The isolate was grown on buffered charcoal-yeast extract agar (72 h, 35°C), and DNA was purified using the Genomic-Tip 100/G kit (Qiagen, Hilden, Germany). Sequencing was conducted using the MinION Nanopore (Oxford Nanopore Technologies, United Kingdom) and Illumina MiSeq (San Diego, CA, USA) systems. For MinION library preparation, 5 µg of genomic DNA, quantified by Qubit fluorometry (Thermo, Fisher Scientific, Waltham, MA, USA), underwent end repair and deoxyadenosine monophosphate (dA) tailing using the NEBNext Ultram end repair/dA tailing module (New England Biolabs, Ipswich, MA, USA), followed by adaptor ligation and purification of double-stranded DNA with hairpin adaptors using the Nanopore MinION genomic sequencing kit (R9 flow-cell chemistry). The library was sequenced using MinKNOW software for 48 h. Additional sample mix was applied to the flow cell when the number of pores being used was less than 20, until the entire sample was used. The raw electrical signal was uploaded to Metrichor (version 1.107), using the two-directional base-calling recurrent neural network for SQK-NSK007. The MiSeq library (250-bp paired-end reads) was prepared using the Nextera XT protocol and sequenced using V2 chemistry. Approximately 30,000 two-directional high-quality MinION reads and 1,600,000 MiSeq reads were obtained for the isolate. The MinION data were assembled using Canu version 1.5 and polished using Nanopolish version 0.5. The MiSeq reads were mapped onto the final MinION assembly using Pilon version 1.20.
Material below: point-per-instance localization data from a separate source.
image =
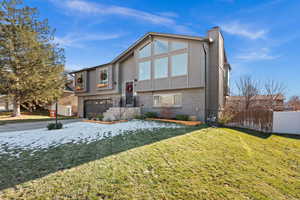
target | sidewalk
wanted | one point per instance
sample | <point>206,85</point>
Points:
<point>32,125</point>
A single closed genome was constructed consisting of a chromosome of 4,344,886 bp and two plasmids of 165,144 bp and 122,411 bp, respectively. Annotation was performed using the NCBI Prokaryotic Genome Annotation Pipeline (2013), which predicted a total of 4,015 coding sequences. Interestingly, comparative analysis of the plasmid sequences with those previously identified in other Legionella spp., showed that the 122-kb plasmid (CP025493) contained a 40,243-bp fragment of the L. longbeachae NSW150 plasmid, providing further evidence of gene transfer across Legionella spp. through mosaic plasmids, as first suggested by Bacigalupe et al. (7).

Accession number(s).

MinION and Illumina MiSeq sequence reads described here have been deposited at NCBI/GenBank under the BioProject number PRJNA384907. The whole-genome sequence described here has been deposited at NCBI/GenBank under the accession numbers CP025491 (chromosome), CP025492 (plasmid 1), and CP025493 (plasmid 2).